Maybe your cluster is short in free space disk. We had the same issue a couple of months ago when doing a deep copy. In the graph below you can see how we tried 2 times (around Tuesday 21st & Wed 22nd) before finding the correct cluster size and succeeded with the deep copy (Thu 23rd).
Try to upscale your cluster temporarily. Ours has 11 billion lines and took ~6 hours to upscale/downscale
AWS Support says :
When doing a Deep Copy in a highly unsorted table Redshift needs to sort this table before inserting into the new one.
This sort operation will be taken place in a intermediate temporary table, which at first be placed in memory, but as the data set is too big, will eventually spillover to disk.

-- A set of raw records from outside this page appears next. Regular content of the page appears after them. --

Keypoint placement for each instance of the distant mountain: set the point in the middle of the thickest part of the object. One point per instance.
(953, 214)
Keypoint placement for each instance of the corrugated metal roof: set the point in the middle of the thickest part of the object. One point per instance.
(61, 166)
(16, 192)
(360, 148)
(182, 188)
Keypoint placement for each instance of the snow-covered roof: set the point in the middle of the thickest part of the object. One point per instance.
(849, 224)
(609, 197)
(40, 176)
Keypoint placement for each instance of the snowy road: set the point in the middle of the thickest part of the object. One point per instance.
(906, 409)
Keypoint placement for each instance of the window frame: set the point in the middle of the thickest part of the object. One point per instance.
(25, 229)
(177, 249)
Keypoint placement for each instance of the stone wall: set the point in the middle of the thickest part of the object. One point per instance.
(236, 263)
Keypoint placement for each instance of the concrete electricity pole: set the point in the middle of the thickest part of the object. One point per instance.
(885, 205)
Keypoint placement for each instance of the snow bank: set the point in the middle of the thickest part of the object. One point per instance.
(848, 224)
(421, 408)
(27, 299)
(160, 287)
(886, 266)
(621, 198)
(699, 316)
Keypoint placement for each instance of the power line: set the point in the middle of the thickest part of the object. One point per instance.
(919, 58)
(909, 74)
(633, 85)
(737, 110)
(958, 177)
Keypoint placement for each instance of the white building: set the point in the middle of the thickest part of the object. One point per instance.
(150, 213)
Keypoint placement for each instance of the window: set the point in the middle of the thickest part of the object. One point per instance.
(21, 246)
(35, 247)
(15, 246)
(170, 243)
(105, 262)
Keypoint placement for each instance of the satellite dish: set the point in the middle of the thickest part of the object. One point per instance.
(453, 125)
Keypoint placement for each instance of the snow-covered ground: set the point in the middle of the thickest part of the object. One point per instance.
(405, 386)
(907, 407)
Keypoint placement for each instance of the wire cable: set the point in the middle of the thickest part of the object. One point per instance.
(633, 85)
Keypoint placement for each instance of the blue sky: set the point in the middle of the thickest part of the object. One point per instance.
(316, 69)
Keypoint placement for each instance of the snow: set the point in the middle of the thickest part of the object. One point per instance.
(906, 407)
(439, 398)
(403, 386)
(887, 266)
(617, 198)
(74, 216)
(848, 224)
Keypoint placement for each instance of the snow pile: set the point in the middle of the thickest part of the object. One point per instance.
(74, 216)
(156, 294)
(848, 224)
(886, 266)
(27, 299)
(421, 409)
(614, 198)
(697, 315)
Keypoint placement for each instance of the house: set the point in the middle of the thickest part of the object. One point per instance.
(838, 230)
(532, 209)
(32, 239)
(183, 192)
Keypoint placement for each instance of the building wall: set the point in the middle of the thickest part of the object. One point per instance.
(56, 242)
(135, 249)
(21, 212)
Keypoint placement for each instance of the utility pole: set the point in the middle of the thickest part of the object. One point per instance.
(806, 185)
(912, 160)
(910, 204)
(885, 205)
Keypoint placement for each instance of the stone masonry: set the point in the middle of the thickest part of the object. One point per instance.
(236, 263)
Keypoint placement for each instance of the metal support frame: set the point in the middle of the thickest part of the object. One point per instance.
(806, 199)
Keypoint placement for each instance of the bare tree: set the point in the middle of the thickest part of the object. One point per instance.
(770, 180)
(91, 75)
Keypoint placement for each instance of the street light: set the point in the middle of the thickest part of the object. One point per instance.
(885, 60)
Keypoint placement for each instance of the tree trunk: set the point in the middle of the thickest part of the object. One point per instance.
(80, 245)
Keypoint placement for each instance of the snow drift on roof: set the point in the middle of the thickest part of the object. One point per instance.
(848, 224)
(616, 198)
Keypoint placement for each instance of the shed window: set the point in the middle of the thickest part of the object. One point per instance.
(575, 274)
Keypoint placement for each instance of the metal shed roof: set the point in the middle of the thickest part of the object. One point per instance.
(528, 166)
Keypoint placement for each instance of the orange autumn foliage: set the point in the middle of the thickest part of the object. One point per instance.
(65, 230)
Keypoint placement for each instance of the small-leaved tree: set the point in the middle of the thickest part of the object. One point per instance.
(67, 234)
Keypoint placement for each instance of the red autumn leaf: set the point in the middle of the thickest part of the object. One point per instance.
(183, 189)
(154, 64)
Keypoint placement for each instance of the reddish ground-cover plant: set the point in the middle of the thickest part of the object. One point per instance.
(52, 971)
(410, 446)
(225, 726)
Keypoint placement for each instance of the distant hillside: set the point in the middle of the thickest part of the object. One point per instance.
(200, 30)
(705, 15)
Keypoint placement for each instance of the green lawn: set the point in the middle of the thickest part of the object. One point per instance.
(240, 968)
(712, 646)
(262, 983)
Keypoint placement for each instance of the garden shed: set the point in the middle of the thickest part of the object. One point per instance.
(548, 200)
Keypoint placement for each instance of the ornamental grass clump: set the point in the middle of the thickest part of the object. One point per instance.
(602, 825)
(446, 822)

However, those temporary tables are not compressed, and Redshift will allocate temporary disk space for that operation which results in disk full error if there is not sufficient space for the temporary data.
Once you have your tables sorted try to vacuum them often (vacuum
to 100 percent).
Another best practice we learnt from snowplow database is that the default atomic.events definition is not 100% accurate for all cases, which is understandable as we think there is not a one-fits-all-usages encoding. After doing the above deep copy and before downscaling our cluster we ran the AWS Redshift Column Encoding utility. This reduced the usage of atomic.event from 66% of our cluster to 20% and an overall usage of the cluster from 94% (beginning of the chart below) to <50% (end of the chart, after downscaling to the original cluster size). Just beware and keep a backup of the original events before droping it.